“Content is a terrible word.”
This quote recently came out of the mouth of Chris Graves, the Global Chairman at Ogilvy Public Relations. You’d think someone so invested in the public relations, advertising and marketing world would be a bit more on board with the idea. Well, it turns out he is; so much so that he believes the word does not do it justice. Graves realizes it’s time to give credit where it’s due.
Meet the Underdog
The word content is synonymous with “stuff” in most people’s minds. It’s generic, ordinary, and gives no sense of worth. However, the Content Marketing Institute defines it as, “a strategic marketing approach focused on creating and distributing valuable, relevant, and consistent content to attract and retain a clearly defined audience – and, ultimately, to drive profitable customer action.” Now that’s more like it, a definition Graves might even be proud of.
In recent years we have seen sources like the Huffington Post and Buzzfeed skyrocket. Why? Because they are able to pull relevant information and answer the question, “Why is this important to the reader?” They are able to build a bridge between current events and what’s going on in the life of the average Joe on a Wednesday afternoon. Although these two examples are information-based, the same valuable tool can, and should, be applied to product and service based industries as well. Extra emphasis on the “should,” and here’s why:
When businesses are able to produce quality content for their targeted audience, they are fostering a relationship that links directly to conversion. In fact Kapost, a leading provider of Content Marketing software, shared statistics reporting a conversion rate 6x greater for content marketing adopters compared to non-adopters. Done right, it’s unstoppable, and its power reaches beyond just conversions.
Consider the Joes of the World
For example, we’ll bring Joe back into the picture. Let’s say he lives in Denver, Colorado, and tonight he’s got a date with the girl of his dreams. Conversation carries, and she casually mentions how horrible the mosquitoes have been in her backyard this summer.
Meanwhile, a Denver pest control company had taken note that mosquitoes have been a significant problem throughout the area. Assuming that people are currently dealing with the issue, they put together a blog earlier in the week focusing on home remedies to prevent mosquitoes. Not only did they produce quality writing that’s applicable, but they also made it accessible to their audience. Facebook and Google ads concentrated in the Denver area allowed their blog to cross paths with Internet-goers currently dealing with the mosquito situation at hand.
In fact, the Denver pest control’s blog was so successfully marketed that our friend Joe had actually read it the day before his date. He whips out his phone to pull up the responsively designed article that presents well and is easily read even on a cell phone screen. Joe got a second date for paying attention and sharing the company’s valuable and relevant information, and the company’s content just became “shareable.” Sounds like a win-win to me.
Show Your Audience Why You Matter
Quality content builds infinite relationships and it starts with strategic targeting.
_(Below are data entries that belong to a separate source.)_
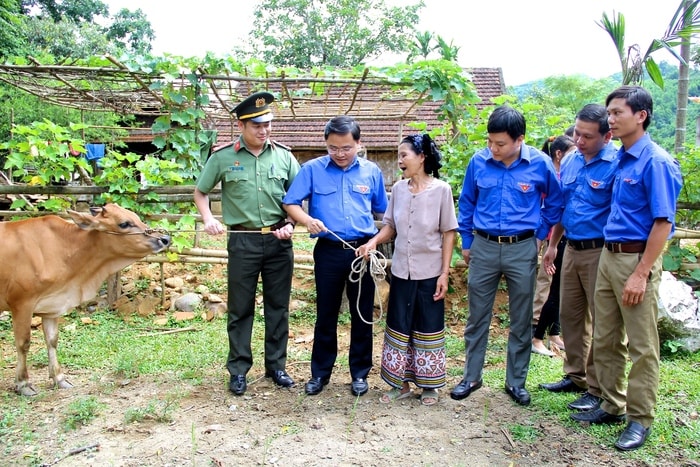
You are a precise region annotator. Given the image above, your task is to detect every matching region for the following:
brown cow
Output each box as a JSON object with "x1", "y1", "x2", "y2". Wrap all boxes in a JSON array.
[{"x1": 0, "y1": 203, "x2": 170, "y2": 396}]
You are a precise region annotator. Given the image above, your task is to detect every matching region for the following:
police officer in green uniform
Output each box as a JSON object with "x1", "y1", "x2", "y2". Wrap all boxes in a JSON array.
[{"x1": 194, "y1": 91, "x2": 300, "y2": 396}]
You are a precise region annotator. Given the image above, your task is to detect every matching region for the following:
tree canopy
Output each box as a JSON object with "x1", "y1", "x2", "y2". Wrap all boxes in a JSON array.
[
  {"x1": 248, "y1": 0, "x2": 424, "y2": 67},
  {"x1": 0, "y1": 0, "x2": 154, "y2": 59}
]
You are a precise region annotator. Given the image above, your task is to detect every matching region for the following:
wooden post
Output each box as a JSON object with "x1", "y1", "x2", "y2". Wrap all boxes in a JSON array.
[
  {"x1": 106, "y1": 271, "x2": 121, "y2": 306},
  {"x1": 160, "y1": 263, "x2": 165, "y2": 309}
]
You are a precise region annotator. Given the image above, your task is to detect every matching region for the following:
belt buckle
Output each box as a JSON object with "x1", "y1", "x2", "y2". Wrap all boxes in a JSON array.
[
  {"x1": 498, "y1": 235, "x2": 512, "y2": 243},
  {"x1": 260, "y1": 226, "x2": 271, "y2": 234}
]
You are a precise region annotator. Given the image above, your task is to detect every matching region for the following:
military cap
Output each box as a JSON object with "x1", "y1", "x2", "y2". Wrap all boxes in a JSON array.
[{"x1": 233, "y1": 91, "x2": 274, "y2": 122}]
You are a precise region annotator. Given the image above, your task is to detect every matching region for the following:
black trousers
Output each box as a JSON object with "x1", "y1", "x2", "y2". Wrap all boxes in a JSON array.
[
  {"x1": 310, "y1": 238, "x2": 375, "y2": 380},
  {"x1": 226, "y1": 232, "x2": 293, "y2": 376},
  {"x1": 533, "y1": 237, "x2": 566, "y2": 340}
]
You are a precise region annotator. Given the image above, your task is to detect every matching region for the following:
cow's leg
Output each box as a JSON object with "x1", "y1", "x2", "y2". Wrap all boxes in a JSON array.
[
  {"x1": 41, "y1": 317, "x2": 73, "y2": 390},
  {"x1": 11, "y1": 310, "x2": 37, "y2": 396}
]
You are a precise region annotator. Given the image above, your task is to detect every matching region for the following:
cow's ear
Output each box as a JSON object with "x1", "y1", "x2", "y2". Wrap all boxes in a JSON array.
[
  {"x1": 67, "y1": 210, "x2": 101, "y2": 230},
  {"x1": 89, "y1": 206, "x2": 106, "y2": 217}
]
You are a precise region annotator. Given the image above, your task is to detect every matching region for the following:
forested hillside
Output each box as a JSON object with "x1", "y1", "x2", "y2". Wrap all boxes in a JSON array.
[{"x1": 510, "y1": 61, "x2": 700, "y2": 152}]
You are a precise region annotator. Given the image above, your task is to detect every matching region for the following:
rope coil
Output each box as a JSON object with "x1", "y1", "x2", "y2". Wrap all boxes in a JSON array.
[{"x1": 327, "y1": 229, "x2": 388, "y2": 325}]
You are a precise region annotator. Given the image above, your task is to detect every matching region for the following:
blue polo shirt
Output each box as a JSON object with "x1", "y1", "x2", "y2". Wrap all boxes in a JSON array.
[
  {"x1": 604, "y1": 134, "x2": 682, "y2": 242},
  {"x1": 283, "y1": 155, "x2": 388, "y2": 240},
  {"x1": 458, "y1": 144, "x2": 563, "y2": 249},
  {"x1": 559, "y1": 143, "x2": 619, "y2": 241}
]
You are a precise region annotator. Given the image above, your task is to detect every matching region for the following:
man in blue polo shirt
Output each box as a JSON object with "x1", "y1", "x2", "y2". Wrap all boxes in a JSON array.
[
  {"x1": 451, "y1": 106, "x2": 563, "y2": 406},
  {"x1": 283, "y1": 115, "x2": 388, "y2": 397},
  {"x1": 539, "y1": 104, "x2": 618, "y2": 413},
  {"x1": 571, "y1": 86, "x2": 682, "y2": 451}
]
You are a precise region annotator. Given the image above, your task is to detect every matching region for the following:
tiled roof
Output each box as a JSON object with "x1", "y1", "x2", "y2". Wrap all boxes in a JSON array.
[
  {"x1": 0, "y1": 61, "x2": 504, "y2": 151},
  {"x1": 209, "y1": 67, "x2": 505, "y2": 150},
  {"x1": 123, "y1": 67, "x2": 505, "y2": 151}
]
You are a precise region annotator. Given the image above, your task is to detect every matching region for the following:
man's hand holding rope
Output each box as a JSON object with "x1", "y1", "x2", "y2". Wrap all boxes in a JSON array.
[{"x1": 201, "y1": 216, "x2": 225, "y2": 236}]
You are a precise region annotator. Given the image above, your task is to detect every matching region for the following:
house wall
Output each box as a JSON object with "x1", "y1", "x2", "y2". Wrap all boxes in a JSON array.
[{"x1": 294, "y1": 149, "x2": 402, "y2": 188}]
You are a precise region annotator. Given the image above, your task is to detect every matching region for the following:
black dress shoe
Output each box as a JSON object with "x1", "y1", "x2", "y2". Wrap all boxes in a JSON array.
[
  {"x1": 505, "y1": 385, "x2": 531, "y2": 406},
  {"x1": 305, "y1": 376, "x2": 329, "y2": 395},
  {"x1": 570, "y1": 407, "x2": 625, "y2": 424},
  {"x1": 450, "y1": 379, "x2": 482, "y2": 400},
  {"x1": 229, "y1": 374, "x2": 247, "y2": 396},
  {"x1": 539, "y1": 376, "x2": 585, "y2": 393},
  {"x1": 266, "y1": 369, "x2": 295, "y2": 388},
  {"x1": 615, "y1": 421, "x2": 651, "y2": 451},
  {"x1": 350, "y1": 378, "x2": 369, "y2": 396},
  {"x1": 568, "y1": 392, "x2": 601, "y2": 411}
]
People were probably noticing that the mosquitoes had gotten pretty thick, so by validating those thoughts, the pest control company was able to build a trusting relationship. That’s where the quality part comes in – creating content that matters. It’s about putting on the shoes of your audience. Why should they care about your blog? Well, why don’t you show them?
When businesses incorporate this element of interaction with their clients, they’re doing more than sharing information and knowledge – they’re investing in individual lives and stories. Getting involved with your audience pays off, both literally and figuratively.
It’s time to recognize that content marketing is no longer the underdog; it’s one of your most valuable players.
Update: Joe is doing very well; he and his lady friend are now happily registered at Bed Bath and Beyond.